Written by Rachel Kleinman, former Toddler Guide
“To assist a child, we must provide him with an environment which will enable him to develop freely.” – Dr. Maria Montessori
A question commonly asked by Montessori parents is, “How can we implement what you’re teaching in the classroom at home?”
While at school, your child has been busy learning practical life skills for both taking care of herself and her environment. The toddler Montessori environment at school is specifically designed to foster independent learning and exploration for your young child. However, there are many ways you can easily create a Montessori-friendly toddler environment at home.
Maria Montessori often refers to the “prepared environment,” which simply means offering an area to the child that is intended to facilitate as much independence as possible. It is important that a toddler have opportunities to exert her “will” and accomplish self-care tasks independently. The child’s unspoken plea is, “Help me to help myself!” With a few simple modifications, the home environment can provide a sense of freedom, have order, and be beautiful.
Here are some ways to foster independence in the home:
- Create an organized space where your child can store personal items and maintain a sense of order. A great place to start is with a little basket by the front door where she can store her shoes when she comes into the house. You can also add a hook at her eye level where she can practice hanging up her backpack and coat.
- Allow time for your child to get ready on her own – allow her to practice putting shoes on and off, and also give time for her to put on her own coat.
- Have artwork at the child’s eye level to spark conversation and language development. This is also a fantastic opportunity to teach children to look with their eyes and hold hands behind their backs (a great lesson in self-control and care of the environment!).
- Provide a low tables and chair as a workplace that your child knows belongs to her. The expectations are that she puts materials away when finished working, focus on only one task at a time, and push in the chair when leaving.
- Provide real child-size utensils, tools, and glassware – we use these every day in the classroom, especially during snack time.

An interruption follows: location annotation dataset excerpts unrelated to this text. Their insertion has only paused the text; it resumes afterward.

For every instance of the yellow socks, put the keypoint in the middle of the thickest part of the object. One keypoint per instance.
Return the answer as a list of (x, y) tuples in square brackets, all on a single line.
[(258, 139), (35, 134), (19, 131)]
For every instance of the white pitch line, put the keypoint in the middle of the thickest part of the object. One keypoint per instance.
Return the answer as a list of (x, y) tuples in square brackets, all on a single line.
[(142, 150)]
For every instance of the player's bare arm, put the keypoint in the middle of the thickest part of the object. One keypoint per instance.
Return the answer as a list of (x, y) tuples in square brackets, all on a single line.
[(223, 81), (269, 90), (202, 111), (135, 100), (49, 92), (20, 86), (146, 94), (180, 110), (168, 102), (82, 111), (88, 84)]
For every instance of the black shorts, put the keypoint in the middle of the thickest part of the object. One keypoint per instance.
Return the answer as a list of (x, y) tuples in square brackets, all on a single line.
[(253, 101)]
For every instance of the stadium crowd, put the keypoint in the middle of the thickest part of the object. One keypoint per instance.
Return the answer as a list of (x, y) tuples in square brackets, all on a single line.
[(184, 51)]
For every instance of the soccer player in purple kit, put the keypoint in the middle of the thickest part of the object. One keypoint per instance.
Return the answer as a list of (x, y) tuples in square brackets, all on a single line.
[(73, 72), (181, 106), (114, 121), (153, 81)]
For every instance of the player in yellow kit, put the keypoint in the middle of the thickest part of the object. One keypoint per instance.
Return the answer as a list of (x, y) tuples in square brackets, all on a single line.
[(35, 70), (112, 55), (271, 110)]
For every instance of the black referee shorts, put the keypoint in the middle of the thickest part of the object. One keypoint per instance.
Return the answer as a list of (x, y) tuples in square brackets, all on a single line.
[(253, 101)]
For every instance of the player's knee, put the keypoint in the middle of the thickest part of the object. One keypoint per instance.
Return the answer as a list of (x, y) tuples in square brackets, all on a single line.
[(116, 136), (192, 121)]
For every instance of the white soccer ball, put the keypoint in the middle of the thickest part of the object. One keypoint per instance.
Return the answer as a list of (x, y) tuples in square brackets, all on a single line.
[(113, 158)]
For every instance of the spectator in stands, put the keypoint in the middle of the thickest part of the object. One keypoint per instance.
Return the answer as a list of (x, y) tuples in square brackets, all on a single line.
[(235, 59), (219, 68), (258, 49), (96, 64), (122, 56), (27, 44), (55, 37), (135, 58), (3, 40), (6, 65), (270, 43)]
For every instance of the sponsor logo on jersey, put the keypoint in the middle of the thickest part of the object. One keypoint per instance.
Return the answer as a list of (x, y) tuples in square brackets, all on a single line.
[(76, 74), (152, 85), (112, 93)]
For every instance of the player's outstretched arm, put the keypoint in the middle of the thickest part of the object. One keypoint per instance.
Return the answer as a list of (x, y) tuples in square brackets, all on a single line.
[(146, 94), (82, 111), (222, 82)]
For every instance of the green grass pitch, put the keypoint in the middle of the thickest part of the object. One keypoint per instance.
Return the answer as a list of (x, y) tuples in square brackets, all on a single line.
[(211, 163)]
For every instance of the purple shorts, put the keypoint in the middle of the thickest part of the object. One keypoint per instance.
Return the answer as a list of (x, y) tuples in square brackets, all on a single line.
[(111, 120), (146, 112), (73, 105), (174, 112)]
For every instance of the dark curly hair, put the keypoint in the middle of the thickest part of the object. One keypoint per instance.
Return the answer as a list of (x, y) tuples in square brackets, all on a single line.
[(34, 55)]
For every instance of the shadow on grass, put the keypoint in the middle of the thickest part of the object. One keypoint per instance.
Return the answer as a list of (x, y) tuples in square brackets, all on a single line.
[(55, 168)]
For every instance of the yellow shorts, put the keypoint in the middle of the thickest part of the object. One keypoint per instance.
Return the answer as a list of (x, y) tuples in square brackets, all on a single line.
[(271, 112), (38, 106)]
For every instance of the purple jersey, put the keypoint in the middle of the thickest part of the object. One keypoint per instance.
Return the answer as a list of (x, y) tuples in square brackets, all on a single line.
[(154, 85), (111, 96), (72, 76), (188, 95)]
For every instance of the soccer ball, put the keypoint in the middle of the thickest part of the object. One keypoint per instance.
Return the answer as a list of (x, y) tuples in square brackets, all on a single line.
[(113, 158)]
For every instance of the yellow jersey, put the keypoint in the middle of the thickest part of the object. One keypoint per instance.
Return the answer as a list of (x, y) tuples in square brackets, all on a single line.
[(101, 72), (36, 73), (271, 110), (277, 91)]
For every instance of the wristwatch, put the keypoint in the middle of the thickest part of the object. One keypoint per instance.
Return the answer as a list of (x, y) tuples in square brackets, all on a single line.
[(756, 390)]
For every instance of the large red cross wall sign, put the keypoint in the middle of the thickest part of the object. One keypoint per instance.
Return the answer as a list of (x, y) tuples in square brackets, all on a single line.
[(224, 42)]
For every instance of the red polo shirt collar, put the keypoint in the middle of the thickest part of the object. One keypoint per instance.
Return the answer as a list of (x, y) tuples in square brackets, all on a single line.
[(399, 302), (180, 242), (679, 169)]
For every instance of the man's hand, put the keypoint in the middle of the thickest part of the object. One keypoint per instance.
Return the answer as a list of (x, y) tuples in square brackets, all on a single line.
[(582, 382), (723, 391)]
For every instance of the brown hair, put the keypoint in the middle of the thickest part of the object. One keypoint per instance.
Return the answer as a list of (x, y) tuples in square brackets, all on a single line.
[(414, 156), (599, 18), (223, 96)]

- Provide cleaning materials that are accessible to your child so she can pick up after herself. A few good tools are a small dustpan and broom, a table crumber, and a small spray bottle and washcloth to wipe the tables.
It is amazing what a toddler can accomplish when given the proper tools and a sense of independence! We simply need to help them to help themselves.
Parental Challenge: Choose one (or more!) of these ways to implement the Montessori Method in your home. Observe over time to see how your child responds to the change.